Leerlingvervoer fikse kluif voor scholen
Dat scholen het leerlingvervoer moeten regelen, had Wim de Kloe, bestuurder van het Driestar College, niet verwacht. „Het is bijna onmogelijk om in twee weken tijd een dekkend vervoersaanbod op poten te zetten.”
Het openbaar vervoer (ov) mag niet overbelast raken als de middelbare scholen op 2 juni weer open gaan. Scholieren die binnen een straal van 8 kilometer van de school wonen, moeten daarom lopend of op de fiets naar school. „Voor leerlingen die ver weg wonen, wordt door scholen vervoer geregeld”, aldus premier Rutte tijdens zijn persconferentie. Het uitgangspunt daarbij is dat scholen geen kosten maken, stelt de VO-raad, sectororganisatie van het voortgezet onderwijs, in het protocol ”leerling-OV vanaf 2 juni 2020”.
Het is een fikse kluif voor scholen om op zo’n korte termijn het leerlingvervoer te regelen, vindt De Kloe.

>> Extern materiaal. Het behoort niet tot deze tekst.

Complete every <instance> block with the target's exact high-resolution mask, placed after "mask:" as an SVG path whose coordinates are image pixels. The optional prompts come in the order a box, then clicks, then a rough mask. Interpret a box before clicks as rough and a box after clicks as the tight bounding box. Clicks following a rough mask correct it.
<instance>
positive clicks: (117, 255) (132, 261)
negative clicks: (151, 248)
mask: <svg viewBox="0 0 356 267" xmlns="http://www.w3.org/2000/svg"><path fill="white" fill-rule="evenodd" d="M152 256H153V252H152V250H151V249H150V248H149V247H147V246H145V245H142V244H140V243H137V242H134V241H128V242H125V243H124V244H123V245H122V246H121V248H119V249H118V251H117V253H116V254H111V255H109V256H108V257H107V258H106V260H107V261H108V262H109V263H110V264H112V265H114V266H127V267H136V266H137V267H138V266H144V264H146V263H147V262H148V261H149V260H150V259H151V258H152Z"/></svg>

Bovendien kwam de maatregel redelijk onverwacht. „We hadden erop gerekend dat de scholieren buiten de spits het ov mochten gebruiken. Daar hadden we de roosters op aangepast.”
Op het Driestar College komt ruim 80 procent van de leerlingen op de fiets. De rest komt met de bus of met de trein. „Het leerlingvervoer wordt geregeld door speciale oudercommissies”, legt De Kloe uit. „Zij zijn nog in gesprek met de regionale vervoerders.”
Het zou volgens De Kloe „in individuele gevallen” kunnen voorkomen dat er een beroep op de ouders gedaan zal worden. „Mochten zij niet in de gelegenheid zijn hun kind te brengen, dan zou het kunnen gebeuren dat er leerlingen thuisblijven.”
Busabonnement
Op de Apeldoornse vestiging van de Jacobus Fruytier scholengemeenschap wonen 795 van de 1500 leerlingen verder dan 20 kilometer van de school vandaan. „Zeker als het regent, stapt een groot deel daarvan in de bus”, legt Jolanda Gorseman, coördinator Facilitaire Zaken uit.
De scholengemeenschap heeft inmiddels met de vervoerders geregeld dat de schoolbussen vanaf 2 juni weer gaan rijden. „We moeten er wel rekening mee houden dat die, door de anderhalvemeterregel, maar voor zo’n 45 procent gevuld kunnen worden.”
De Fruytier bracht daarom in kaart welke leerlingen afhankelijk zijn van de bus en past daar het rooster op aan. „We zorgen ervoor dat de leerlingen niet allemaal tegelijk van de bus gebruik hoeven maken. Op die manier zou het allemaal moet lukken.”
Ook Albert van Heinsberg, bestuurder van de christelijke scholengemeenschap Prins Maurits in Middelharnis, verwacht geen grote problemen met het leerlingvervoer. „Ongeveer 500 van de 1500 leerlingen hebben een busabonnement. De scholierenlijnen gaan weer rijden, hoewel er minder leerlingen tegelijk mee kunnen. Tegelijkertijd worden ook niet alle scholieren elke dag op school verwacht. Ik verwacht dat dat elkaar redelijk op zal heffen.”
Het kan voorkomen dat de bussen vol zijn, vermoedt Van Heinsberg. „In dat geval doen we een beroep op de ouders. Is het echt onmogelijk om op school te komen, dan kan de leerling thuis de lessen volgen.”